Yet many 2nd Amendment supporters – having learned nothing from history – are flaunting their ‘rights’ at the expense of other peoples’ rights and sentiments.
Many of the people they are offending are today still children, but soon enough they will be adults, and they will remember the ignorant people who carried shotguns into Wal-Mart and into restaurants and frightened their mothers, during an age when mass shootings were part of the common psyche.
They will remember these taunts just as many of us remember the constant self-importance of so many smokers. And by the millions the lungs of future generations will fill with the winds of change until another storm unleashes.
Political typhoons do not limit themselves to the original target, be that tobacco or an offensive flag. Typhoons wreck the whole landscape.
Just as smokers literally blew poison in our faces, and others figuratively rubbed the rebel flag in peoples’ faces, thinking they were so politically strong that rebels were invincible, yet others are abusing our 2nd Amendment, refusing to give an inch. They risk – nearly assure – that one day a furious storm will barrel down on the 2nd Amendment.
So far the 2nd Amendment has withstood only thunderstorms, leaving many supporters with a false sense security, and others feeling smug and arrogant, while flaunting their rights and intentionally causing alarm. These taunts will carry a price.
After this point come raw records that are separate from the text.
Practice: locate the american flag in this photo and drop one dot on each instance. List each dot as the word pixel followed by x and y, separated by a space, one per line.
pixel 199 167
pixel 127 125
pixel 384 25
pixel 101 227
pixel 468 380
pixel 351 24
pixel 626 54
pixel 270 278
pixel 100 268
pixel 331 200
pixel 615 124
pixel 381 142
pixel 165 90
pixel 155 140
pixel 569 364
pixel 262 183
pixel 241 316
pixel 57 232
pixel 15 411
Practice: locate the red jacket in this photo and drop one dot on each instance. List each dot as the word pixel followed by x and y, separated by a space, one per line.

A disorganized storm has been brewing for many years. We are never more than a moment away from some event or series of events that so shock the sensibilities that a great gun grab can begin.
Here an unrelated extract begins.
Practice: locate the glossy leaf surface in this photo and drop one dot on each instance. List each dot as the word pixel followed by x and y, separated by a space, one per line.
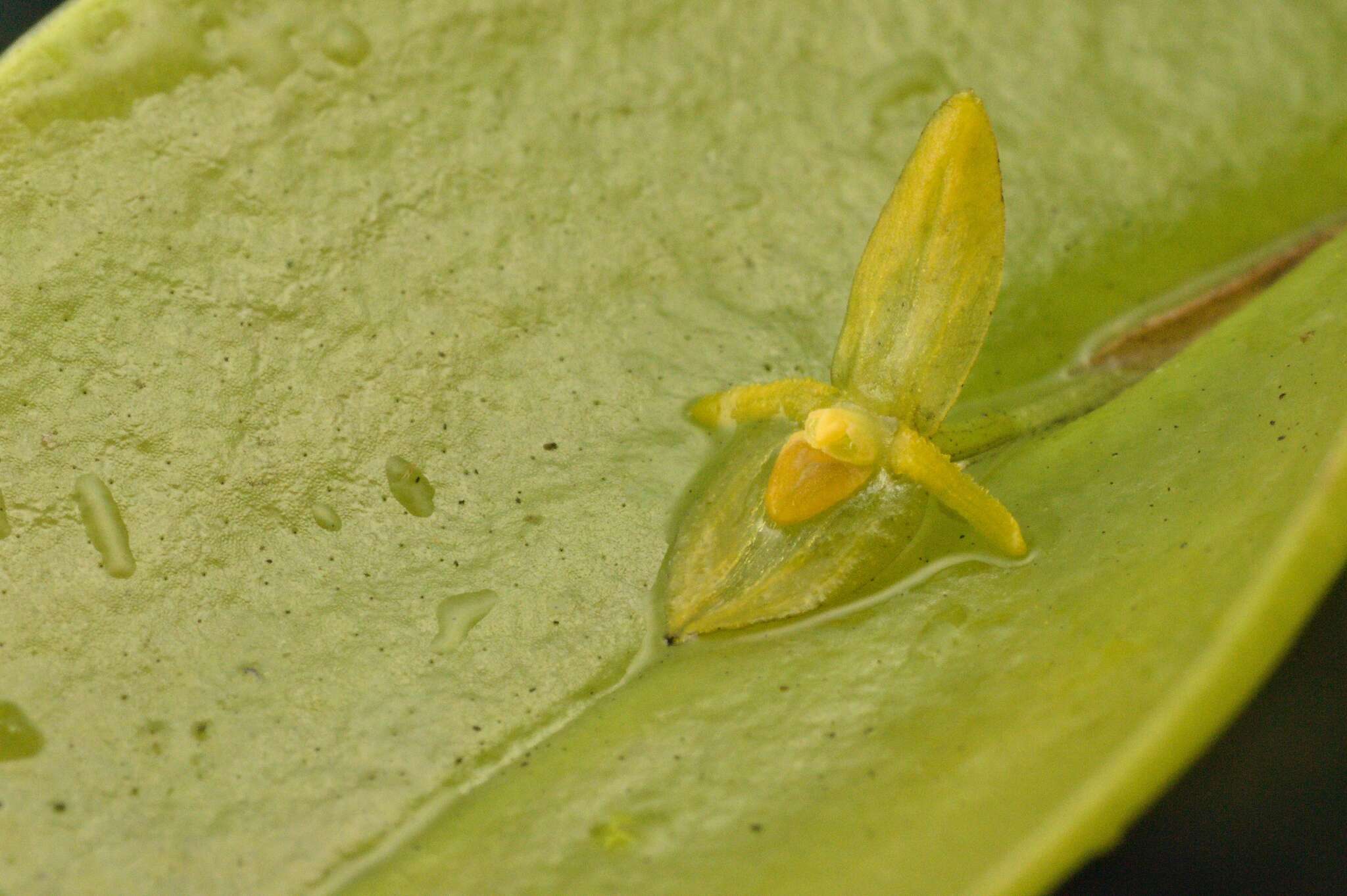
pixel 243 264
Recently a man loaded and racked a shotgun in a department store. Many ignorant, arrogant people said that is their right, and if others are frightened by this, that is their problem.
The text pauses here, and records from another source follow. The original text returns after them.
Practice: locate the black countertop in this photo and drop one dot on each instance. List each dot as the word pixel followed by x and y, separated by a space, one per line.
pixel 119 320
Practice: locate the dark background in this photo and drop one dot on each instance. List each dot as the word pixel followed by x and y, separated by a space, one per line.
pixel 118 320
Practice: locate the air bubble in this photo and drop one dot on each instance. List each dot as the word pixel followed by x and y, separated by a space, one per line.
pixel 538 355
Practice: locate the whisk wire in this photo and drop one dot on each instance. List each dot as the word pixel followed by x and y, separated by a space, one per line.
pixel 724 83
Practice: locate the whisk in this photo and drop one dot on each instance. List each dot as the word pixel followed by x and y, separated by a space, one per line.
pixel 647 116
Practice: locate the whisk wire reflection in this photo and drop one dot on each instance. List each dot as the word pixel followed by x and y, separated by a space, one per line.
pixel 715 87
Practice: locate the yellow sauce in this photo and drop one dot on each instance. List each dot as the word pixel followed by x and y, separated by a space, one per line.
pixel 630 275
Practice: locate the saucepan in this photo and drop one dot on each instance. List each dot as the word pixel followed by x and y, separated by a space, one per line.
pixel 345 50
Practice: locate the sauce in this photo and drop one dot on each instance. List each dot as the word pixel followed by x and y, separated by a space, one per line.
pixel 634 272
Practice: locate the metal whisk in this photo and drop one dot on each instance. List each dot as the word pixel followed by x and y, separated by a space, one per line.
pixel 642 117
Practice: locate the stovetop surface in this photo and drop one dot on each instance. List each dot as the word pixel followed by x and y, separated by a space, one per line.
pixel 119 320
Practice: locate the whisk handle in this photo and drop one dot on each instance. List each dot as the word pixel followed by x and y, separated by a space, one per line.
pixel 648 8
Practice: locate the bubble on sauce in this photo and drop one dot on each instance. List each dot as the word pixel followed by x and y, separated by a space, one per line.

That unyielding arrogance is our problem.
Everyday the American demographic changes a little. Americans born today are increasingly taught that guns are evil, and that only bad people will touch a gun. Chewing a Pop tart into the shape of a pistol is grounds for suspension from school and even psychological evaluation. Playing cops and robbers may be grounds for psychological examination.
Those of us who responsibly support our 2nd Amendment while respecting our fellow citizens rights and views, will be saddled with the bill.
As with the smokers who actually did show respect for non-smokers, today the respectful and sensible 2nd Amendment supporters are being roped in with the abusers.
Those of us who support the 2nd Amendment must speak up now – open carry people who intentionally cause alarm should be arrested and we should support their prosecution. Some open carry advocates do so with no intention to cause alarm. They are not the problem.
Those of us grew up with guns are not alarmed by firearms. A rifle in itself is no more alarming than are cars, but some people should not have their hands on either. This is a reality.
Those of us who have seen people shot both intentionally and negligently – I have seen plenty – do not like to be in the presence of goofballs with guns in their hands.
Even trained US combat troops regularly shoot and kill fellow troops through negligence. British forces also do this.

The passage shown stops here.